Over the years, I have been asked more than once about the name of this publication. A few supporters have even suggested we change it because “City Limits” seems to suggest limitations, restrictions, barriers. And who likes those?

Luckily, limitations are not what the name my predecessors adopted in 1976 is all about. Instead, it’s about our belief that everything within the geographic confines of New York City matters: every neighborhood, every person, every building, every issue. The idea is that, in our reporting, we go all the way to the city’s limits regardless of what obstacles—distance, culture, language—might stand in the way.

Today, City Limits takes a real step toward transcending one of those barriers to covering New York City, because we are publishing our first ever Spanish-reported story—that is to say, a work written in Spanish first, rather than composed in English and translated. (We will soon publish an English translation of Marlene Peralta’s story about the unique challenges facing immigrants who are aging in New York.)

This marks the launch of our new City Limits en Español project, for which we will soon announce the hiring of a full-time reporter/editor.

City Limits has over the past three years been translating modest amounts of copy into Spanish, especially for the free print newsletters we have distributed in rezoning neighborhoods (Inwood, Jerome Avenue, East New York, Two Bridges, East Harlem and Downtown Far Rockaway) and to senior centers. (Some of these were also printed in Chinese.)

This new effort represents something different—a step toward a completely bilingual City Limits, where the two languages commingle just as they do on many city blocks. This will be reporting from a Latino perspective in the Spanish language, with a second life en Ingles.

New Yorkers speak in many tongues. So why single out Spanish? Simply because its presence in the city is so large. Nearly 2 million New Yorkers older than five speak Spanish at home, and more than 880,000 of those neighbors do not speak English well, according to the American Community Survey. That effectively cuts them off from City Limits’ English-language coverage of housing, aging, transit, elections and other topics, even though much of our reporting is about the neighborhoods where Spanish is especially important.

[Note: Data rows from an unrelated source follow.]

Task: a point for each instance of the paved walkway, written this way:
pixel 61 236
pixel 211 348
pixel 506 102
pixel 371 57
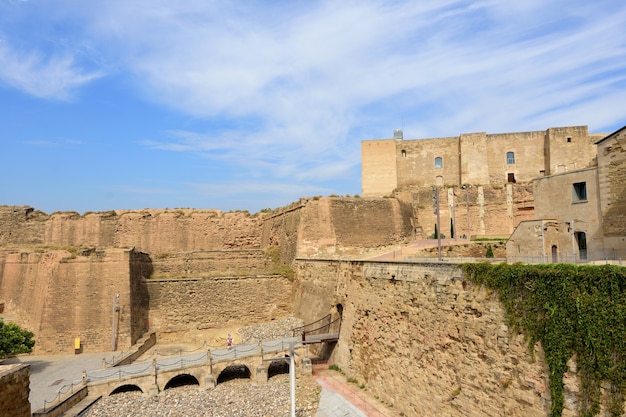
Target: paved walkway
pixel 342 399
pixel 49 374
pixel 52 373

So, our Spanish-language reporter/editor will produce in-depth reporting (as well as spot news and explanatory journalism), curate a toolbox of resource to help Spanish-speakers navigate and engage with New York City government and democracy, and highlight excellent reporting by some of the outstanding Spanish-language news outlets that already exist.

We know there is not one, monolithic “Spanish” or “Latino” story in New York, but rather thousands of stories reflecting different nationalities, ideologies, races, classes and communities. We won’t be able to tell them all. But we will try to tell as many as we can. We are grateful for support from the New York Community Trust that makes the project possible.

City Limits en Español is part of our larger, ongoing effort to amplify all the city’s voices. We recently announced that we’ll be relaunching Voices of New York, a platform for ethnic and community news from across New York. Through our Age Justice series earlier this year, we captured the views and voices of older New Yorkers in three boroughs. Our CityViews op-ed section features hundreds of viewpoints a year.

Those efforts are part of City Limits continuing evolution from its roots as a policy magazine four decades ago to an award-winning digital platform that operates a paid youth training program and co-hosts a weekly public-affairs radio program as well as publishing in-depth reporting on housing, transit, climate change, aging and more.

This is a bold step into uncharted territory for a six-person nonprofit, and we’ll ask for your patience as we get it up to speed—particularly as we redesign our website to position both Enlgish- and Spanish-language reporting more effectively. More important, we’ll ask for your readership, and for you to share our work with your friends and contacts.